用語説明

ビーム

ビームとは電波の束。シングルビームは,衛星通信のサービスエリアを1つのビームで覆うもの。マルチビームは,複数のビームでサービスエリアを覆うもの。マルチビームでは,ビームを絞ることにより地上で受信する電波を強めることができるため,地球局アンテナの小型化や伝送容量の増加が可能という特長がある。電波のエネルギーをサービスエリアに合わせることを成形という。成形ビームとは,衛星から放射されるビームの形状をサービスエリアに合わせたビームのこと。衛星のアンテナ形状の修正や,複数の電波放射器を組み合わせることにより実現できる。

◆ 《ビームの形状》

電波を平面あるいは球面に放射したとき,その電界強度が同一となる点を結んでできる形をいう。
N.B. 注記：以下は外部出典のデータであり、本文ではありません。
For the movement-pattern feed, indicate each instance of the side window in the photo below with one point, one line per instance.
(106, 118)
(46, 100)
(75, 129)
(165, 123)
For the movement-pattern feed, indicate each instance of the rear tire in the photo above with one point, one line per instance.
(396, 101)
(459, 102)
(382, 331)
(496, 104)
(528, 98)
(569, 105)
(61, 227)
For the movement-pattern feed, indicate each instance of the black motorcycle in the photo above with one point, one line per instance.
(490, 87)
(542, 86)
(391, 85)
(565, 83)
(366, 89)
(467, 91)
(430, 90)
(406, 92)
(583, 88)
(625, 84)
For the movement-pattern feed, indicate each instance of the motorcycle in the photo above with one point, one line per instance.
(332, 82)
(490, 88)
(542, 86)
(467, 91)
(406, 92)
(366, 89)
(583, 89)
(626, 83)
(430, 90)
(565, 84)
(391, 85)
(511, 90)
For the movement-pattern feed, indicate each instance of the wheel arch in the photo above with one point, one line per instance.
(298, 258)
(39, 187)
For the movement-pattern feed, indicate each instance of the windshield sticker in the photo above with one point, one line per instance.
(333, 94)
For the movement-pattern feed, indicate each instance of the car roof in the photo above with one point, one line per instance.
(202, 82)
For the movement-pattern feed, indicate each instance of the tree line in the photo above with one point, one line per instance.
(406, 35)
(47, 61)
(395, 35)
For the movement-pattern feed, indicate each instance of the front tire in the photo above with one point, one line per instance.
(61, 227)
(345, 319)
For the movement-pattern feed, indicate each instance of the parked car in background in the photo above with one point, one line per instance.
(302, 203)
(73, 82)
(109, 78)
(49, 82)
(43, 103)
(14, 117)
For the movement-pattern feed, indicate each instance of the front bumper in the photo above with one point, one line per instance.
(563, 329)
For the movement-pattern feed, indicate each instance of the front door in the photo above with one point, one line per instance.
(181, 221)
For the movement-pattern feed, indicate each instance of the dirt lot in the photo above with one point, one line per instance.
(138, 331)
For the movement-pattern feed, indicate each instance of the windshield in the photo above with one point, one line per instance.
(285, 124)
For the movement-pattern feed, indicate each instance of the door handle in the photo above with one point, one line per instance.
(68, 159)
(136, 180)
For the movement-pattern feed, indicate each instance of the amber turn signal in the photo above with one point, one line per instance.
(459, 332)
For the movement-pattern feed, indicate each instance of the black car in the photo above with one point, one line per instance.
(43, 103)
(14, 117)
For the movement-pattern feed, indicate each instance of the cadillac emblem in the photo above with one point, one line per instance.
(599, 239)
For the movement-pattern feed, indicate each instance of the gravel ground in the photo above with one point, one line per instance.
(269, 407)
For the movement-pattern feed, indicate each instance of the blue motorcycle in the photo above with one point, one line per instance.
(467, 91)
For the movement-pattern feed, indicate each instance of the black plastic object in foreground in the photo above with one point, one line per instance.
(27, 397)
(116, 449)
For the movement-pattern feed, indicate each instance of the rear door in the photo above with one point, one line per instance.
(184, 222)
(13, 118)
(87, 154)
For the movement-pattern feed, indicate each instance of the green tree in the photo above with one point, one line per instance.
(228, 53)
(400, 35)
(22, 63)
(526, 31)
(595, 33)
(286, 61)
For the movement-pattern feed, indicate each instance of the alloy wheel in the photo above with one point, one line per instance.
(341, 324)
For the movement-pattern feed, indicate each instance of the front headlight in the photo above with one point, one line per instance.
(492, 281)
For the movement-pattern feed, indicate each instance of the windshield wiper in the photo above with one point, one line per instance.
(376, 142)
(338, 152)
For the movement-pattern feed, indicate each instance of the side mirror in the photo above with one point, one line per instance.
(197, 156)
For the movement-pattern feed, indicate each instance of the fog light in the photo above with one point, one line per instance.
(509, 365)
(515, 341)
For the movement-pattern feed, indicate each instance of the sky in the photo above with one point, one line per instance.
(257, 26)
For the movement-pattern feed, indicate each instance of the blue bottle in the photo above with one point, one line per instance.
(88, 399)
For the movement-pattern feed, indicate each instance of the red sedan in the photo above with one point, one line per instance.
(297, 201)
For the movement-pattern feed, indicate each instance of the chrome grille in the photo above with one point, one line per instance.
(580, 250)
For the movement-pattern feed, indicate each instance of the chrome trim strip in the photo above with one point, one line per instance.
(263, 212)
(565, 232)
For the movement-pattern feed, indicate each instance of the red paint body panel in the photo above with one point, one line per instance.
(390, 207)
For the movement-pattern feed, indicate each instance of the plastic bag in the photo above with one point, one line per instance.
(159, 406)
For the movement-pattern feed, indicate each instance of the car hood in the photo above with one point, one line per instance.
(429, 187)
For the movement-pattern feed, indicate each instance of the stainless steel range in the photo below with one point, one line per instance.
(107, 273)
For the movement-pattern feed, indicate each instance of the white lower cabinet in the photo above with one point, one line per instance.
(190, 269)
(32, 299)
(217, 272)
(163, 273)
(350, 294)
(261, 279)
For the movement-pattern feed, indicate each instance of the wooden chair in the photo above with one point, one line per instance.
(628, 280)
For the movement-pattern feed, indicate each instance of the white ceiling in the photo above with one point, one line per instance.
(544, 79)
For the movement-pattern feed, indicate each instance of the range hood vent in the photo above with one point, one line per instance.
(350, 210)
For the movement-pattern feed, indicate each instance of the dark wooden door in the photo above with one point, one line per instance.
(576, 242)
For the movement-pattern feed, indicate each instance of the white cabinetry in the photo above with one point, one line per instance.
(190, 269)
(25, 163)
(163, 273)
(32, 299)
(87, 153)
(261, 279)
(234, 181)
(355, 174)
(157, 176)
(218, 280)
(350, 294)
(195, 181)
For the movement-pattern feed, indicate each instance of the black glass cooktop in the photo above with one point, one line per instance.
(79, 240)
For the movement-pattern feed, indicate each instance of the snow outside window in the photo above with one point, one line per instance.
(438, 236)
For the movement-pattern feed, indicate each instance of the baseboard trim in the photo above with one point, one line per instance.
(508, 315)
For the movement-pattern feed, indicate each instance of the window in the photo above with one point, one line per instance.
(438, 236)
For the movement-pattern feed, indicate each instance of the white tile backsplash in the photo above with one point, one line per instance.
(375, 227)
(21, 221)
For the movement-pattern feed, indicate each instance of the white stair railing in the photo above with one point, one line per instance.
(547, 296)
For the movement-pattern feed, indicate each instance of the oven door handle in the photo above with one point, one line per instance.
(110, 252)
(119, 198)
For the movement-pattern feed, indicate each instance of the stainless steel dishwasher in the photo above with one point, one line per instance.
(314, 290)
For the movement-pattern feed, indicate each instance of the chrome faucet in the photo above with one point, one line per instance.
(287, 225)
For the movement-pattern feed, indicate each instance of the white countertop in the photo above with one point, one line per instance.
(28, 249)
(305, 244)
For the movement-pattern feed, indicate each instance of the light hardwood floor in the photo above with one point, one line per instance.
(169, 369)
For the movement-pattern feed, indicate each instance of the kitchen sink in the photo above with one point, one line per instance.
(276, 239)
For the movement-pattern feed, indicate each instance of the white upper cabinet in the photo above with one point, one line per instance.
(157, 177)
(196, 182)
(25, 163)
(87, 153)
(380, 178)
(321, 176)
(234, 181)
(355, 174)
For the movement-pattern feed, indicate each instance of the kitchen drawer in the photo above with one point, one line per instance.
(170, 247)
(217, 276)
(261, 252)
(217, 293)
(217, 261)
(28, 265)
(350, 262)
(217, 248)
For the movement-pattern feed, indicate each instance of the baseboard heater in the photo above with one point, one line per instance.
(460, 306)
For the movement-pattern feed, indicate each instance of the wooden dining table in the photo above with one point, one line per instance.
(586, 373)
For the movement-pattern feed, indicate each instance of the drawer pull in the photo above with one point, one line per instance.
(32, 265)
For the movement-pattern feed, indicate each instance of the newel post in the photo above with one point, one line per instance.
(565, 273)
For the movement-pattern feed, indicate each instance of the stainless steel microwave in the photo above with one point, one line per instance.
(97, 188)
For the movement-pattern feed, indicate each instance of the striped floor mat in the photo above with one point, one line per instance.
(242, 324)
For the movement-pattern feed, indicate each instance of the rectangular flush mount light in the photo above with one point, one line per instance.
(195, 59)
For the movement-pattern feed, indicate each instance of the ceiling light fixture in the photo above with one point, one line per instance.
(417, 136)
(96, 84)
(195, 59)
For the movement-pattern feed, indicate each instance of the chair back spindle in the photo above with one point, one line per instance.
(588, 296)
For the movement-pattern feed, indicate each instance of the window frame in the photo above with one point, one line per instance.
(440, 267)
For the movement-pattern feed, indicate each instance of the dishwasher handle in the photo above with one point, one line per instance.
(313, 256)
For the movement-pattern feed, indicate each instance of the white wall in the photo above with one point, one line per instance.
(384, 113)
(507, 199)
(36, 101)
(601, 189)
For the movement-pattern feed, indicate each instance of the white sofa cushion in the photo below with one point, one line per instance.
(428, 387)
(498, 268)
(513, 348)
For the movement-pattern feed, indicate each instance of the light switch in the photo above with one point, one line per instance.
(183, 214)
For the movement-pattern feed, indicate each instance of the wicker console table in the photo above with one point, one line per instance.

電界の等高線に相当する。円形のアンテナから放射されたビームの形状は円形になる。

◆ 《マルチビーム衛星通信方式》

衛星通信サービスを行う地域を複数の区域に分割し,各地域にビームを絞った電波を照射することで電波を強くする方式。移動体衛星通信移動局は,従来大型パラボラアンテナと衛星追尾装置を必要とするのに対して,1本の棒状アンテナ(ロッドアンテナ)で衛星通信が可能となり,地球局の小型経済化が利点である。また離れたビームの区域では,同一周波数の電波を繰り返し使うことができ,周波数の有効利用が図れる。